A new security update is available for the only currently supported release of XCP-ng: 8.2 LTS.
Updating your hardware's firmware remains the preferred way to update microcode, and any newer microcode found in the firmware will take precedence over the microcode we provide in XCP-ng.
The Xen Project has released two new updates addressing security issues – one related to IOMMU and the other concerning PV guests. It's important to note that these updates do not impact XCP-ng in the nominal case. Read further to get a more detailed picture!
🔒 Fixed Vulnerability
INTEL-SA-00950: CVE-2023-23583 - "2023.4 IPU Out-of-Band (OOB)". According to the advisory this could allow a privilege escalation or information disclosure or a denial of service. This vulnerability was mitigated for newer hardware in a previous microcode release from Intel that we already integrated and for which the vulnerability was not disclosed yet. This update addresses it for some older hardware that was also impacted:
|server||3rd generation Xeon Scalable, Xeon D, and Server Processors|
|desktop||11th generation Core Processors|
|embedded||11th generation Core and Server Processors|
|mobile||10th and 11th generation Core Processors|
For more details on the CPU and Platform IDs impacted, look at the INTEL-SA-00950 page.
🔓 Fixes to come
- XSA-445: CVE-2023-46835 - "x86/AMD: mismatch in IOMMU quarantine page table levels". This arises when using the
dom_ioto quarantine memory pages. Note that this feature is not enabled in XCP-ng. However, if you have tinkered with Xen command line arguments to activate it, you could be impacted. If you have not intentionally passed
iommu=quarantine:trueto Xen during boot time, your hosts remain unaffected.

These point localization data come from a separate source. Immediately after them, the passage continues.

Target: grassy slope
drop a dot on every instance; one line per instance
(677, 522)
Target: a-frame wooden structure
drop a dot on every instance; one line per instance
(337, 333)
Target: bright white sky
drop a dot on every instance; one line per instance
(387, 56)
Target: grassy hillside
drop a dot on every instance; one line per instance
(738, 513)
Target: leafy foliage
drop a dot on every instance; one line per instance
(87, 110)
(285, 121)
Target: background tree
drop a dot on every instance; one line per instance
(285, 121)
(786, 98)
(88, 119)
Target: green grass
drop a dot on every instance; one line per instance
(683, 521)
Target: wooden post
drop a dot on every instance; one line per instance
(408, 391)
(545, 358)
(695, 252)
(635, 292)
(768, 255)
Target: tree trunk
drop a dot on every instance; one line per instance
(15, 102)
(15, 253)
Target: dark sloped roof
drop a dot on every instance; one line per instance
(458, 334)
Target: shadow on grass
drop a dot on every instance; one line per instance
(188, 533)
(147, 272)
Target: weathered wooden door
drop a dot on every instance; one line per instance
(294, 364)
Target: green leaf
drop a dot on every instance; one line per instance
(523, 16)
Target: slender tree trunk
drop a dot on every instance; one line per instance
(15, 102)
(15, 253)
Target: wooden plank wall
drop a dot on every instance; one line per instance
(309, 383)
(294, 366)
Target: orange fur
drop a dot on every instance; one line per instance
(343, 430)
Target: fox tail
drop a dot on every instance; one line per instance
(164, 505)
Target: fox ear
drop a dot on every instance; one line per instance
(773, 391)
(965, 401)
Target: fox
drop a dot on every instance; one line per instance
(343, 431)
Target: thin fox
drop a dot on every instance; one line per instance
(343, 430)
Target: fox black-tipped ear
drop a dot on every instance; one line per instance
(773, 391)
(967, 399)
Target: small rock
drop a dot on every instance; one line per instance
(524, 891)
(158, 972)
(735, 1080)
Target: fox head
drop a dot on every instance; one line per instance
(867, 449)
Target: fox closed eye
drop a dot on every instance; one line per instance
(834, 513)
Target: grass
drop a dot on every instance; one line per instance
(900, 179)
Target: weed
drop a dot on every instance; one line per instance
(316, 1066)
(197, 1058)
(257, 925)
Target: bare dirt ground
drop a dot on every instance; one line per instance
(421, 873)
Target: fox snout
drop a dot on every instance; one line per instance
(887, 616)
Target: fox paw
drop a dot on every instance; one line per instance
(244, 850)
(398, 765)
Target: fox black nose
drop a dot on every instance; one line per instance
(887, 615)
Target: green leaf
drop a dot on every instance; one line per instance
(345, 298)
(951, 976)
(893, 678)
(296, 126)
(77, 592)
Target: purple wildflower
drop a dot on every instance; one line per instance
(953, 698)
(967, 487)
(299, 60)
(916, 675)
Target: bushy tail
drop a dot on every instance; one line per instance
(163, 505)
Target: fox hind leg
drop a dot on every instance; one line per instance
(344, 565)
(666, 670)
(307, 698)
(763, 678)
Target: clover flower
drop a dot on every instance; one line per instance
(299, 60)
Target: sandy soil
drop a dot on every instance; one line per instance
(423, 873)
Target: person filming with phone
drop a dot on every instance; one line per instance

- XSA-446: CVE-2023-46836 - "x86: BTC/SRSO fixes not fully effective". Fixes to XSA-422 (Branch Type Confusion) and XSA-434 (SpeculativeReturn Stack Overflow) were not fully IRQ-safe, in conjunction with the fix for XSA-254 addressing Meltdown (XPTI), a race condition can emerge where a malicious PV guest can bypass the protection and still trigger an attack against the first two XSAs. As mentionned this is only possible in PV guest which are not officially supported in XCP-ng, so if you're following our usage recommandation and and avoid PV guests, you're not impacted by this issue.
✨ Our Plan
The updated microcode for this Intel SA is part of this XCP-ng update for your convenience, in case your hardware vendor does not yet provide an updated firmware.
Regarding the XSAs, as mentionned in the vulnerabilities details, the default and recommended usage of XCP-ng should not be affected by these two issues. The decision was made not to proactively work on integrating these fixes into XCP-ng ahead of time in order to limit the update burden for users. Unfortunately the last minute microcode update led to an update, while the integration of these XSAs patches is not yet ready. The current plan is to incorporate them in a future release or if the need arises in the coming days.